Поднимаясь на подножку, король повернулся к м. де Гуверне, подал ему руку и […]: «Граф, вы остаетесь здесь за хозяина. Постарайтесь спасти для меня мой бедный Версаль». 

И еще одна пониже, где нет нескольких строчек… 

Он прибавил тише это приказание, столь же насущное, сколь […]: «Сходите в Трианон и лично заделайте тайную комнату». Я не знала, о которой (нет двух строчек). Граф воспользовался суматохой при отъезде, чтобы отправиться в Трианон […]. Графиня уверила меня, что ему потребовалось меньше часа, чтобы заделать вход под зем […]. 

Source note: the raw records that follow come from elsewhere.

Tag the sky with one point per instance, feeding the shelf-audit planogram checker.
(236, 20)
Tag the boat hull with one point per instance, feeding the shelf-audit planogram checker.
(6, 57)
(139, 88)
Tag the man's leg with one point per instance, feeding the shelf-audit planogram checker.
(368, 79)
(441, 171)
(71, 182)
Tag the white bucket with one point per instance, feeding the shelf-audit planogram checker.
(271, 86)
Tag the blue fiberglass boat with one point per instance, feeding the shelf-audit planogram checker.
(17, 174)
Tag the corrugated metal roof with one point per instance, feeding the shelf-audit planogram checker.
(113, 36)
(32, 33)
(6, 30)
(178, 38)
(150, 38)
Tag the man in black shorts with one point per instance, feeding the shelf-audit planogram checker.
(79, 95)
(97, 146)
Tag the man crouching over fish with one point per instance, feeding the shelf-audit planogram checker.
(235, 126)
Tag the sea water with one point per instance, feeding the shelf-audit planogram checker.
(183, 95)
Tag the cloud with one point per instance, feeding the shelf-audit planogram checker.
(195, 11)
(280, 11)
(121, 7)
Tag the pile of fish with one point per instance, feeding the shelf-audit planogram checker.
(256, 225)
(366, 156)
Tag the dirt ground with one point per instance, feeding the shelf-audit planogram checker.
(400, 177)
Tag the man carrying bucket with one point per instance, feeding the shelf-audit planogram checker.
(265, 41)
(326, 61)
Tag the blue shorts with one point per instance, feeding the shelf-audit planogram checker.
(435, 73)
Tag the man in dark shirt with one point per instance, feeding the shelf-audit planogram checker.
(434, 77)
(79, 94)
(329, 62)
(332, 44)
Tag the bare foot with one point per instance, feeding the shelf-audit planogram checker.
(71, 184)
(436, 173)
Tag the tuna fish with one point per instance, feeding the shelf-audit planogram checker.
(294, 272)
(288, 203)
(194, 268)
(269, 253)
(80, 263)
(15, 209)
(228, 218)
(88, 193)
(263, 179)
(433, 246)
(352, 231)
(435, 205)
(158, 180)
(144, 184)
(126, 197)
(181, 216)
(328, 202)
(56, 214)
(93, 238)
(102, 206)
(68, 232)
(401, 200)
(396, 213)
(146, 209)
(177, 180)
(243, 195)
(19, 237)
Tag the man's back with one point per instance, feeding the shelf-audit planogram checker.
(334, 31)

Чтение закончилось. Гранье убрал листок обратно в коробку. Большая гостиная погрузилась в молчание. Слова писателя не давали мне покоя. Тайная комната. Трианон. Спасти Версаль.

– И что же, месье Гранье! Какой вы делаете вывод?

Писатель посмотрел на меня, удивленный резкостью моего вопроса. Во французском литературном мире принято анализировать, дискутировать, наблюдать. Интересоваться, задавать вопросы. А не делать выводы.

– В этом вся проблема. Никто никогда не находил тайную комнату в Трианоне.

– Потому что ее не существует?

– Скажете тоже….

– Тогда почему?

– Просто ее никто никогда там не искал!

18

Гранье первым вошел в бар-ресторан и поприветствовал хозяйку и официантов, собравшихся в глубине зала. В «Ла Марин» он был как у себя дома, а это лучшее место в Арроманше. Он передал заказ Эммы и Пьера и прибавил, как бы ни к кому не обращаясь:

– А мне как обычно, Леони!

Хозяйка сделала несколько шагов в сторону бара – длинной дубовой стойки – и ответила:

– Ну, Жан-Филипп, ты слишком много от меня хочешь. Со вчерашнего дня поставок не было. У меня кончилось сливочное масло. И уже час как нет электричества, а когда будет – неизвестно. Холодильники работают на генераторах, но я не знаю, сколько они протянут. Есть хлеб, варенье из смородины. Но это из быстрой заморозки…

– Ну значит, размороженный хлеб! – неохотно сказал Гранье, усаживаясь рядом с Эммой. – Не стоит привередничать, когда конец света на носу…

На этот раз Эмма не улыбнулась на его ироничное замечание. Она не стала дожидаться, когда им принесут заказ, и начала опять расспрашивать Пьера.

– Ты только что сказал, что все связано – срыв Интернета и аварии на станциях. Что именно ты имеешь в виду?